Operation Recovery gets down to business

0
120

Fire survivors start telephone tree and learn how to maximize insurance settlements. Future meetings will highlight rebuilding process, agencies offering money and comprehensive fire safety plan.

By Vicky Shere / Special to the Malibu Times

About 40 Malibu residents filled a Pepperdine University classroom last Thursday to learn how to recover from the recent wildfires.

The occasion was the first formal meeting of Operation Recovery 2007, a support group for those impacted by the October and November wildfires in Malibu and Corral canyons.

Based on the model created by The Malibu Times publishers Karen and Arnold York after the 1993 wildfires and spearheaded by Corral Canyon resident Beverly Taki, Operation Recovery 2007 seeks to help fire survivors network and gain professional assistance with the rebuilding process.

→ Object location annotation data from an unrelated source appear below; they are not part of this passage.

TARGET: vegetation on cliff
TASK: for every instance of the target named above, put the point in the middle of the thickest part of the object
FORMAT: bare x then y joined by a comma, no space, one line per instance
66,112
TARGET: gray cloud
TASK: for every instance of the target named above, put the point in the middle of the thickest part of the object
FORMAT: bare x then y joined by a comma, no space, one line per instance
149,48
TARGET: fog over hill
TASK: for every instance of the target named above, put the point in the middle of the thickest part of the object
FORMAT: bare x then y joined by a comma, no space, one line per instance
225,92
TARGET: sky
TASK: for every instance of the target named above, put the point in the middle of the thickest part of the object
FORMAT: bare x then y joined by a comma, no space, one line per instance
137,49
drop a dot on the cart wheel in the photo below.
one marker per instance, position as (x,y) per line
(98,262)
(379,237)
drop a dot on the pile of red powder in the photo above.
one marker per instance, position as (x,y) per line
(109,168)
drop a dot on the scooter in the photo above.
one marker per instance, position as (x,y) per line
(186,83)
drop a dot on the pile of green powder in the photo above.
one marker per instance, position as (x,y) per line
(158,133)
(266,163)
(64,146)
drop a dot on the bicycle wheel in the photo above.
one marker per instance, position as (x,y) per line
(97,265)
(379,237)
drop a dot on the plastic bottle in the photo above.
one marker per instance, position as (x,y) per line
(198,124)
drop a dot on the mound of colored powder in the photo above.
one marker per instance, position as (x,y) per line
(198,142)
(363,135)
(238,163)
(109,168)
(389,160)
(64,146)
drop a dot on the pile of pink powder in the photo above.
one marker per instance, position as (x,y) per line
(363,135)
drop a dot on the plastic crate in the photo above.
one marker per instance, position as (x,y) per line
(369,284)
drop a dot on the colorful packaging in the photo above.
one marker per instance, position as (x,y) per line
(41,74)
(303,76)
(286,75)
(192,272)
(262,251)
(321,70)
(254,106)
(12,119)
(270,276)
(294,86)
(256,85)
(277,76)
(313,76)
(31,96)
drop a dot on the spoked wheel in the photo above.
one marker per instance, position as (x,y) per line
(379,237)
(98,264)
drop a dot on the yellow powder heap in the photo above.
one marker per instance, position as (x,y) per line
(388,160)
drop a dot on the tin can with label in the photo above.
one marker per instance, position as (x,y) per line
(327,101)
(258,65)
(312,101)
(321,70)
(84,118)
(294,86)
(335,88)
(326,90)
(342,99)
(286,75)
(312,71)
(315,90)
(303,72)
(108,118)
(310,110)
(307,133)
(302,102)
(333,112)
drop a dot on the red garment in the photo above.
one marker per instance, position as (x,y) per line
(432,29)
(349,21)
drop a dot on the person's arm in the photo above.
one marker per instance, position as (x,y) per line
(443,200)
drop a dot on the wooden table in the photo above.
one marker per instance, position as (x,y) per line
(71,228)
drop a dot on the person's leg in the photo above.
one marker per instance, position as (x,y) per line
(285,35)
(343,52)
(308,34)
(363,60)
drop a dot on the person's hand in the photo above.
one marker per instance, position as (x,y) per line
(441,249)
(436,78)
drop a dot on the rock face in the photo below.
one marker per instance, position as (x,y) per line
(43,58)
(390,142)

To those ends, Taki had people sign a fire/emergency phone tree form and had two state-licensed public insurance adjusters, Michael Vaughan of Malibu and Robb Greenspan of Encino, speak on maximizing insurance settlements.

A long-term goal of the group is developing a comprehensive fire safety plan by taking stock of what was learned, Taki said. She introduced Andrea Jacobs, who told the group that she will put phone tree information into a database so there will be improved communication in neighborhoods.

“We hope the Corral Canyon Safety Committee formula will be used by other neighborhoods,” Taki said.

Christine Rodgerson, who is liaising with Los Angeles County Supervisor Zev Yaroslavsky’s senior field deputy, Susan Nissman, on Fire Department response, asked people to contact her with information on how long it took firefighters to arrive.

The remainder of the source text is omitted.